Senior border security officials in Australia are warning that the illegal trade in tobacco products could be linked to drug trafficking and fundraising by terrorists, according to a story by Nick McKenzie for the Australian Broadcasting Corporation (ABC).

In what was tagged an exclusive interview with the ABC’s 7.30 program and Fairfax Media, Australian Federal Police assistant commissioner Wayne Buchhorn, who has been seconded to the Australian Border Force (ABF), said he had “significant” concerns that some of the proceeds from the booming trade in illicit tobacco products in Australia were flowing to extremist groups overseas.

“We are seeing crime gangs here in Australia, oftentimes Middle Eastern organised crime gangs, and the connections back into the Middle East … [are] a significant concern for us in the current environment,” he said.

“The funding of extremist activities, we are seeing some elements of that.”

7.30 said it could reveal that ABF investigations into organised crime were being stymied by the agency’s lack of modern powers, including the ability to use tracking devices or, in some circumstances, conduct raids and arrest suspects without the backing of the Federal Police.

With border security a significant political issue, albeit focused mostly on people smuggling, the revelations about the proceeds of tobacco smuggling will put pressure on the federal government to respond to concerns about the ABF’s powers and resourcing.
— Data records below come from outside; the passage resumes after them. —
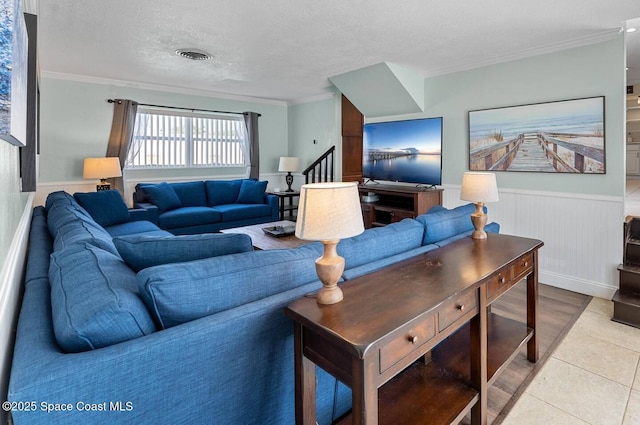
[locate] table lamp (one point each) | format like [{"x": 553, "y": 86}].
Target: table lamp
[
  {"x": 479, "y": 188},
  {"x": 102, "y": 168},
  {"x": 289, "y": 164},
  {"x": 329, "y": 212}
]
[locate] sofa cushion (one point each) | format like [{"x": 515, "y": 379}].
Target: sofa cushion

Buchhorn’s investigators, along with the New South Wales and federal police, have uncovered smuggling syndicates in Sydney using fronts to obtain federal government licences to operate freight depots or customs broking agencies. These are then used to facilitate further contraband importations.

“It is used to fund drug importations. There is also evidence it is utilised in other serious organised crime type activities,” Buchhorn was quoted as saying.

“That has the potential to cause corruption within government agencies and more broadly. So the potential for that to be a national risk for me is very real.”

The US State Department has described international tobacco smuggling as a ‘threat to national security’, while the United Nations and the Organization for Economic Co-operation and Development have also recently raised serious concerns about the impact of the illegal trade.